Le projet d'avion de combat franco-allemand, pièce maîtresse du Système de combat aérien du futur (SCAF), est officiellement abandonné. La décision a été prise par le chancelier allemand Friedrich Merz et le président français Emmanuel Macron lors d'un sommet la semaine dernière, a annoncé Berlin lundi. Les deux dirigeants ont constaté que les entreprises impliquées « ne peuvent pas parvenir à un accord », selon des sources gouvernementales allemandes.
Lancé en 2017 par Angela Merkel et Emmanuel Macron, le programme devait incarner une coopération de défense d'un genre nouveau entre les deux puissances européennes. L'objectif était de mutualiser les ressources et de réduire la dépendance du continent vis-à-vis de partenaires extérieurs, notamment les États-Unis. « C'est une révolution », avait alors déclaré Emmanuel Macron. « Mais nous n'avons pas peur des révolutions quand elles sont pacifiques, bien pensées et destinées à durer. »
Des divergences industrielles et opérationnelles profondes
Au fil des années, les divergences se sont accumulées entre les principaux industriels du programme : le français Dassault Aviation et l'européen Airbus, qui représentait également l'Allemagne et l'Espagne, partenaire tardif du projet. Les désaccords portaient sur le contrôle du projet et la répartition des tâches. En France, Dassault était considéré comme le maître d'œuvre principal, mais des rapports indiquent que le groupe français aurait cherché à obtenir une position dominante, ce qui a nourri les tensions. L'analyste allemand Nico Lange a estimé que le problème venait de Dassault, jugeant que « les choses se passent bien avec d'autres entreprises françaises ». Dassault n'a pas encore commenté la situation.

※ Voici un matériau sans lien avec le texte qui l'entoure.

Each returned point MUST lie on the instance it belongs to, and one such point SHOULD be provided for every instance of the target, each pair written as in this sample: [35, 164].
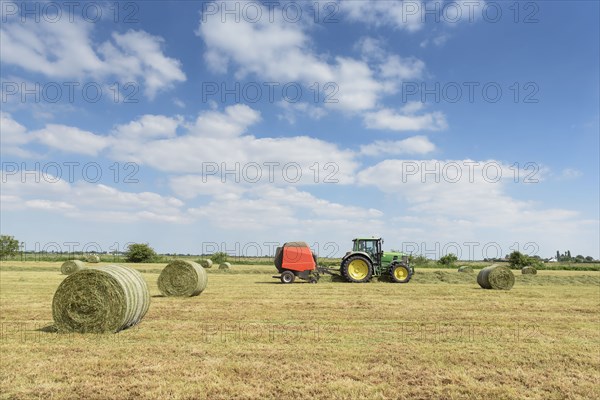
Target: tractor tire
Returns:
[400, 273]
[287, 277]
[357, 269]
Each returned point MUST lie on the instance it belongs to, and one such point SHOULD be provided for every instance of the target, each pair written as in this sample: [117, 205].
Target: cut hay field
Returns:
[247, 336]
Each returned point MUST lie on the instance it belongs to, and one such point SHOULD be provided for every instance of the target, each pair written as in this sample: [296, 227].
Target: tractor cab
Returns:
[371, 246]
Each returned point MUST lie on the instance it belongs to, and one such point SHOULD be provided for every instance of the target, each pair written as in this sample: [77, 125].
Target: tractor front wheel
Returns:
[287, 277]
[400, 273]
[357, 269]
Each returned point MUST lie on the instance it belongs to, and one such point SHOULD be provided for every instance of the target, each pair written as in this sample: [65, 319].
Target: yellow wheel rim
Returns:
[358, 269]
[401, 273]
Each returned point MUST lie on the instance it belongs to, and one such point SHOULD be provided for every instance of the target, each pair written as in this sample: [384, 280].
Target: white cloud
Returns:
[570, 173]
[13, 136]
[230, 123]
[411, 145]
[259, 48]
[220, 138]
[86, 201]
[472, 193]
[265, 207]
[406, 15]
[392, 120]
[148, 127]
[66, 50]
[291, 111]
[71, 140]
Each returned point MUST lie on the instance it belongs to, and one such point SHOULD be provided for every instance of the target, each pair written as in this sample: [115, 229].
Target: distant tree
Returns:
[139, 252]
[448, 259]
[9, 246]
[219, 257]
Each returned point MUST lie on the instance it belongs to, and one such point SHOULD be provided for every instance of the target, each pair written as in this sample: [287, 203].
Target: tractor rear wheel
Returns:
[287, 277]
[357, 269]
[400, 273]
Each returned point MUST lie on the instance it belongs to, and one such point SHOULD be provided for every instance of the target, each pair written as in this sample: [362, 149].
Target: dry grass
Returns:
[250, 337]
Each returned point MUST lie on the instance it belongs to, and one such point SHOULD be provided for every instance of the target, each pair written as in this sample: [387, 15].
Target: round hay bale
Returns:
[496, 277]
[225, 265]
[92, 258]
[529, 270]
[182, 278]
[68, 267]
[100, 300]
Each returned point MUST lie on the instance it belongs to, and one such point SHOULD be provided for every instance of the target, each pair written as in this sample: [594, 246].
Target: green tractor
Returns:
[368, 260]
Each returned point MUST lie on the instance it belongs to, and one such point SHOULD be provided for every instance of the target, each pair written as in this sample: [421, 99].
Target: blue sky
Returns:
[469, 127]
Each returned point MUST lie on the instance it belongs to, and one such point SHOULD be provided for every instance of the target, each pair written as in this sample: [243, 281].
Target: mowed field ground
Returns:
[250, 337]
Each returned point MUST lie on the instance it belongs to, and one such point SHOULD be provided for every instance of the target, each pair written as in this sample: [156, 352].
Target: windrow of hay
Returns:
[68, 267]
[92, 258]
[100, 300]
[529, 270]
[182, 278]
[496, 277]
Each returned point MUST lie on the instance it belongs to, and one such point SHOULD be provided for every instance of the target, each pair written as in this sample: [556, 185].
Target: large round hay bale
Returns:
[182, 278]
[100, 300]
[68, 267]
[529, 270]
[225, 265]
[92, 258]
[496, 277]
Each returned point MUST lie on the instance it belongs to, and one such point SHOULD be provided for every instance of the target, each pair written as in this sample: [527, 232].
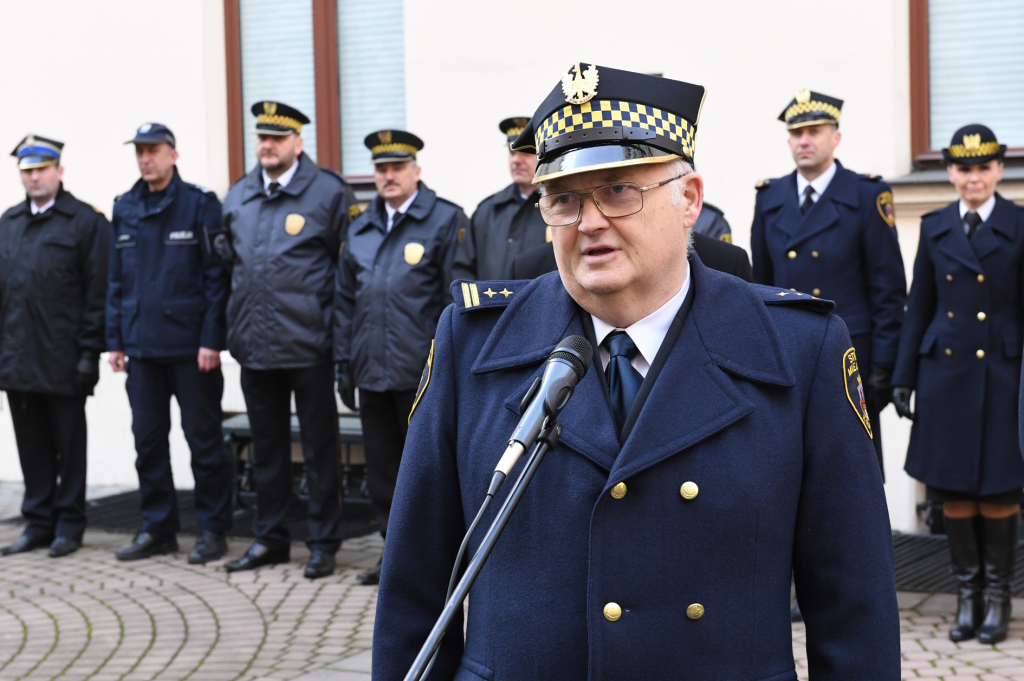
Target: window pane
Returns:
[372, 71]
[278, 64]
[976, 74]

Au-delà des frictions entre industriels, les besoins militaires des deux pays se sont révélés inconciliables. La France souhaitait un appareil « petit et léger », capable d'apponter sur le porte-avions Charles de Gaulle, tandis que l'Allemagne privilégiait un chasseur plus gros, conçu pour la supériorité aérienne. Cette divergence opérationnelle, relevée par Christoph Bergs, analyste au Royal United Services Institute (Rusi), a contribué à rendre l'accord introuvable.
Un contexte stratégique bouleversé
Le contexte de défense européen a profondément évolué depuis le lancement du projet. L'invasion de l'Ukraine par la Russie en 2022 et les pressions répétées de l'administration américaine pour que l'Europe assume davantage sa propre sécurité ont conduit l'Allemagne à augmenter massivement ses dépenses militaires. Cette manne financière a renforcé la position de l'industrie allemande, rendue moins encline à faire des concessions.
Dès février, le chancelier Friedrich Merz avait publiquement remis en cause la pertinence du programme. « Aurons-nous encore besoin d'un avion de combat piloté dans vingt ans ? », s'interrogeait-il sur le podcast Machtwechsel. « En avons-nous encore besoin, étant donné que nous devrons le développer à grands frais ? »
L'Élysée a exprimé des « regrets » que les industriels n'aient pas réussi à mener le projet à bien, tout en affirmant que « la coopération franco-allemande en matière de défense et de sécurité est essentielle pour les deux pays, ainsi que pour nos partenaires européens ». Berlin a indiqué que des « éléments centraux » du SCAF, hors avion de combat, pourraient être maintenus, sans toutefois en préciser la nature.
Un coup dur pour l'autonomie stratégique européenne
Cet échec porte un coup à la crédibilité de l'Europe en matière de défense commune. Le projet SCAF était présenté comme un exemple de la capacité du continent à agir de manière stratégique et solidaire. L'abandon de l'avion de combat intervient à un moment où les relations transatlantiques se dégradent et où la menace russe demeure.
Christoph Bergs a estimé que, malgré une « échéance inopportune », les pays concernés ont désormais l'occasion de « réévaluer » leurs besoins à l'aune des évolutions technologiques récentes. L'avenir de la coopération industrielle franco-allemande dans le secteur de la défense reste incertain, mais les deux capitales ont réaffirmé leur volonté de poursuivre une collaboration étroite en matière de sécurité.